La notoriété est le fluide vital de la majorité des médias. Avec leur démultiplication sur l’internet, ils ne peuvent survivre qu’au prix d’une croissance permanente de leur visibilité – épiphénomène de la course en avant de l’innovation technique – qui se mesure à coups de clics et, quand elle inverse son cours, de claques.

Pour la première fois dans l’histoire de la Wikipedia, certains observateurs ont noté une baisse constante sur la plupart de ses indicateurs1 depuis le début de l’année en cours. C’est en tout cas ce que rapporte Robert Rohde dans un forum de discussions consacré à la Wikipedia de langue anglaise (WikiEN-l), statistiques à l’appui. Il est lui-même surpris par ce revirement.

La discussion qui s’est ensuivie sur cette liste est assez intéressante en soi en cela qu’elle a rarement touché à la question soulevée (si ce n’est pour attaquer la validité des statistiques : mais il est curieux que Wikipedia ne publie plus les siennes depuis un an) et va jusqu’à invoquer un nombre croissant de lecteurs – ce qui n’est évidemment pas la même chose, et mériterait en soi une analyse (sont-ce des nouveaux lecteurs, ou y a-t-il une fidélisation ? quels sont les genres d’information les plus lues ? etc.).
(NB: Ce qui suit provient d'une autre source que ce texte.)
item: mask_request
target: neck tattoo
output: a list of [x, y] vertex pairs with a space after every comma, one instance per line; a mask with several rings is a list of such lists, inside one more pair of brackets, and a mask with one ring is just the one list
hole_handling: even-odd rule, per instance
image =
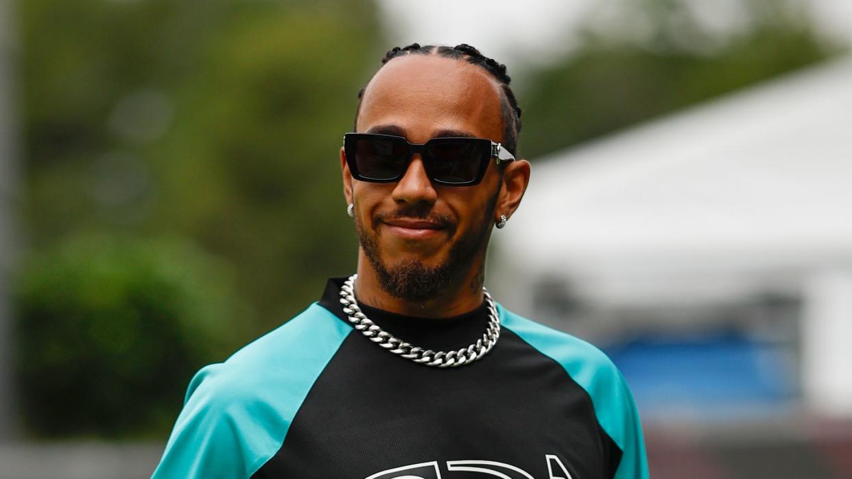
[[355, 300], [354, 285], [357, 278], [357, 274], [350, 276], [340, 288], [340, 303], [343, 305], [343, 312], [348, 316], [349, 322], [354, 325], [355, 329], [360, 331], [361, 334], [400, 357], [426, 366], [457, 368], [469, 364], [488, 354], [488, 351], [494, 347], [497, 339], [500, 337], [500, 317], [497, 314], [497, 307], [494, 305], [494, 300], [492, 299], [488, 290], [483, 287], [482, 293], [488, 304], [488, 326], [482, 334], [482, 338], [466, 348], [448, 351], [434, 351], [412, 345], [392, 336], [374, 324], [361, 312], [361, 309]]

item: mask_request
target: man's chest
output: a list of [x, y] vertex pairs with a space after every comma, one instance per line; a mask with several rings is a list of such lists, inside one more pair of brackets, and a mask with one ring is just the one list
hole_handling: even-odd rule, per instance
[[[607, 476], [607, 437], [563, 372], [508, 362], [509, 347], [458, 370], [358, 352], [324, 372], [256, 477]], [[385, 359], [398, 362], [379, 374], [372, 362]]]

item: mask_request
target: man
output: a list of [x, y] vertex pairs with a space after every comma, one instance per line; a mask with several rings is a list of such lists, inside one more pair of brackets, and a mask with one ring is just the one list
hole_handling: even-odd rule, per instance
[[202, 369], [154, 476], [647, 477], [608, 359], [483, 288], [530, 174], [505, 66], [416, 43], [383, 63], [341, 149], [357, 275]]

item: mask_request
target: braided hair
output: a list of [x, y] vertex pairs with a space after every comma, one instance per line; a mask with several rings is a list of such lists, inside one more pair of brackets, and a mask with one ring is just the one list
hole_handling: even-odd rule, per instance
[[[444, 58], [460, 60], [467, 61], [471, 65], [476, 65], [484, 68], [498, 82], [500, 83], [500, 91], [503, 93], [501, 112], [503, 114], [503, 146], [515, 154], [518, 145], [518, 134], [521, 133], [521, 107], [515, 98], [512, 88], [509, 83], [512, 79], [506, 74], [506, 66], [498, 63], [494, 59], [483, 55], [480, 51], [467, 43], [456, 45], [455, 47], [423, 45], [412, 43], [402, 48], [394, 47], [382, 58], [382, 65], [388, 63], [391, 60], [409, 54], [436, 54]], [[364, 97], [364, 90], [366, 87], [358, 92], [358, 110], [355, 111], [355, 123], [358, 123], [358, 111], [361, 109], [361, 100]]]

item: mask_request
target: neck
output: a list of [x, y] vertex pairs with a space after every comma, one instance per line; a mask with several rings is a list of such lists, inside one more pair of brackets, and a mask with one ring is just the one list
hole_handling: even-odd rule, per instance
[[[480, 255], [478, 255], [480, 256]], [[415, 317], [452, 317], [476, 309], [484, 300], [485, 255], [477, 257], [469, 270], [456, 275], [437, 296], [408, 301], [382, 288], [378, 275], [363, 252], [358, 258], [355, 296], [359, 302], [392, 313]]]

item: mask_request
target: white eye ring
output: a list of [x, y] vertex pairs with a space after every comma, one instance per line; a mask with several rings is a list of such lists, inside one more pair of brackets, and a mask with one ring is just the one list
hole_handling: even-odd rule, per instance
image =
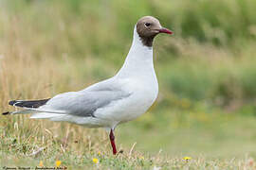
[[145, 26], [146, 27], [149, 27], [149, 26], [151, 26], [151, 24], [150, 24], [150, 23], [145, 23], [144, 26]]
Slashdot2, qui signale ce message, se demande si c’est un signe que contenus et couverture sont arrivés à maturité voire à saturation (hypothèse soulevée par Geoffrey Burling ou par Andrew Lih il y a déjà quelques mois), en d’autres termes la finalité est-elle atteinte : existe-t-il un « point de convergence » du savoir ou de la connaissance commun à tous, fruit d’un consensus  universel, objectif et détaché de tout intérêt particulier ? Ou alors, serait-ce le modèle du fonctionnement de la Wikipedia, utopie d’une démocratie du savoir populaire à l’échelle mondiale, qui atteint ses limites du fait même de sa croissance, alors que le système est en train d’imploser sous le poids du vandalisme externe et des conflits internes ?

Pourraient s’y rajouter d’autres facteurs, inhérents à l’essence du « système technicien » qui nécessite innovation et obsolescence permanentes comme l’analysait Schumpeter il y a déjà plus d’un demi-siècle : la nouveauté du concept est passée, et la Wikipedia n’arriverait pas à se renouveler malgré le rajout de nouveaux services (portail d’événements, portail de textes intégraux, etc.) ; le niveau de compétence (surtout technique) nécessaire pour agir sur les contenus et les barrières procédurières, créées à l’origine pour contrôler le vandalisme, sont plus élevés qu’auparavant.

Quoi qu’il en soit, Small is beautiful.


1 Nombres de modification d’articles, de nouveaux comptes, de téléchargements, de rétraction d’articles, etc.
2 Collectif de brèves concernant l’actualité des nouvelles technologies. La possibilité de signalement est ouverte à tous, les contenus sont filtrés par des éditeurs.